I have been thinking about those windows a great deal as I have watched the tragedy unfolding in New Orleans and listened to the reactions from the rest of the country. This cannot be America, Americans say over and over again, with shame and heartbreak and disbelief. I share their shame and heartbreak. I wonder at their disbelief. Have they not sat in front of their televisions repeatedly in the past few decades watching American cities erupt in violence?

A hundred years ago this summer, New York City suffered a record heat wave. In that pre-air-conditioning era, many died. The heat was democratic, but man-made conditions skewed the odds. The death toll was much higher in the crowded tenements of the Lower East Side, where a single bathroom might serve an entire building, a breath of air never entered, and entire families slept in one bed. Those tenements no longer exist, partly because reformers like Jacob Riis forced Americans to see them.

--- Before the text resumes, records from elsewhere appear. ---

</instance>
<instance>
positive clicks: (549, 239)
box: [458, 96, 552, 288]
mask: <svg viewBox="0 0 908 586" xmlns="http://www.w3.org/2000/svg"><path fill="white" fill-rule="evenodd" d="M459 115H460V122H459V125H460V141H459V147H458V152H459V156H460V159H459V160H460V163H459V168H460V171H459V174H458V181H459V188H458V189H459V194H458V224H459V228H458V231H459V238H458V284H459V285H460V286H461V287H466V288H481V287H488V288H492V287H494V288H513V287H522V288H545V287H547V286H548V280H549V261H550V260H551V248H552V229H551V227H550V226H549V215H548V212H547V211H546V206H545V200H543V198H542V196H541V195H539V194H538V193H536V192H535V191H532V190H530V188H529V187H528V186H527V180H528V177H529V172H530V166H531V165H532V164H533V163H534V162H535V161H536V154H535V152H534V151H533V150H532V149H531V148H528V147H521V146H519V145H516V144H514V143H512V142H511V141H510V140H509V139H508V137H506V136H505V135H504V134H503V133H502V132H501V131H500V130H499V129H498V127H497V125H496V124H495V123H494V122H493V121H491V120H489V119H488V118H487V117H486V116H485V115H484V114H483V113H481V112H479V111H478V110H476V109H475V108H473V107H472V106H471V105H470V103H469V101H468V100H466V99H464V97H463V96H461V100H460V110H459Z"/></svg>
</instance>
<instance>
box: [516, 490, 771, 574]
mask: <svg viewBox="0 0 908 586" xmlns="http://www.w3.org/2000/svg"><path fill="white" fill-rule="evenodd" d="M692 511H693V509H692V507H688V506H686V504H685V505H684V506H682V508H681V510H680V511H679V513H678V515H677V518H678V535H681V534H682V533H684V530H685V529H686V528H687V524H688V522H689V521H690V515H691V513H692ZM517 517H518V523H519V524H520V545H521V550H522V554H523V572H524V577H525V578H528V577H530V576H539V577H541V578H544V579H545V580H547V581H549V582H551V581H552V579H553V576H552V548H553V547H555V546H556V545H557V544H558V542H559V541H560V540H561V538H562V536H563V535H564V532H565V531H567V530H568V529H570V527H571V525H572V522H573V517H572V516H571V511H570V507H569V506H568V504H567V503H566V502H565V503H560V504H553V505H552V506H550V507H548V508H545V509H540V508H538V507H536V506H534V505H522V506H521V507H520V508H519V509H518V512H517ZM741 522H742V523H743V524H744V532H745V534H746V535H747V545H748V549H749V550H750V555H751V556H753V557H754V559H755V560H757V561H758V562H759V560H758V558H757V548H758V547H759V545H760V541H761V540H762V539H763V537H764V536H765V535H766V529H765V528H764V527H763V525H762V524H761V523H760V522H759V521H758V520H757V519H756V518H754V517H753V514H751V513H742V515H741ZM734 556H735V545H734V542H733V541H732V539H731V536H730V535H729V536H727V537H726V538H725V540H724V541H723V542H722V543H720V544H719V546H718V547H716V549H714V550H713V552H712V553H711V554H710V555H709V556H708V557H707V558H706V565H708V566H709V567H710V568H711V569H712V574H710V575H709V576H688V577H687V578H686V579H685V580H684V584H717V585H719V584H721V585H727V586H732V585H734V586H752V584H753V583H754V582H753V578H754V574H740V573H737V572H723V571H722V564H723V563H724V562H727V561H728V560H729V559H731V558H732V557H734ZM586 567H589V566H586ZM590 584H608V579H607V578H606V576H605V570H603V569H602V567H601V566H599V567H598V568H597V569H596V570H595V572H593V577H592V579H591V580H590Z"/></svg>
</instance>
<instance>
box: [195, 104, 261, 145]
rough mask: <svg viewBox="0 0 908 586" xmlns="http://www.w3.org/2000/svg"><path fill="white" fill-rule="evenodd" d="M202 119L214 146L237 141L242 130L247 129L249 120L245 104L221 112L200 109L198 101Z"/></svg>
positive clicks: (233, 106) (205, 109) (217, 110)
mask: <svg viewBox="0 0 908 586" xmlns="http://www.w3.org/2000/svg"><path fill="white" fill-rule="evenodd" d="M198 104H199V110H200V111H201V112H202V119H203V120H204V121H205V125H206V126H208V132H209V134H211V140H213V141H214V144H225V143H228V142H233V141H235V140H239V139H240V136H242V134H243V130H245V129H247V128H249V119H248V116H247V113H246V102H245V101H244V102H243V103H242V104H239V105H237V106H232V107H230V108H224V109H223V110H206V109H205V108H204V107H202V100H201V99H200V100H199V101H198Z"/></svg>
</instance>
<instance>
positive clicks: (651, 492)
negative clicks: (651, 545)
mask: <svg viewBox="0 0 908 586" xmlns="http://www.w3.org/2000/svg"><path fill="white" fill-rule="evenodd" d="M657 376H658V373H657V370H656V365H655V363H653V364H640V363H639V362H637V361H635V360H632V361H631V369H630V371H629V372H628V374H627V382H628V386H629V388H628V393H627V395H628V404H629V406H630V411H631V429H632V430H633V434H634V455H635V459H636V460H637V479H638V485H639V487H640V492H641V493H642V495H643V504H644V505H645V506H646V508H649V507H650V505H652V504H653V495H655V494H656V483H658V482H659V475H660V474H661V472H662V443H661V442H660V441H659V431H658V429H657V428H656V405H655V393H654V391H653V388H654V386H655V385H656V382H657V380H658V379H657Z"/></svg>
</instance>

The tragedy in New Orleans has forced Americans to see misery and inequality not in some safely distant third-world country but in our midst. As just about everyone has pointed out by now, the preponderance of citizens trapped in the rising waters and locked in the Superdome were black. Without money or a car they could not get out. Like the heat wave a hundred years ago, Katrina was democratic. Our society is less so. The stories and pictures coming out of New Orleans have shown us that. The question now is whether as the flood waters recede we will continue to see, or merely go back to looking at the pretty trompe l'oeil paintings that celebrate the richest country in the world without noticing its poorest citizens.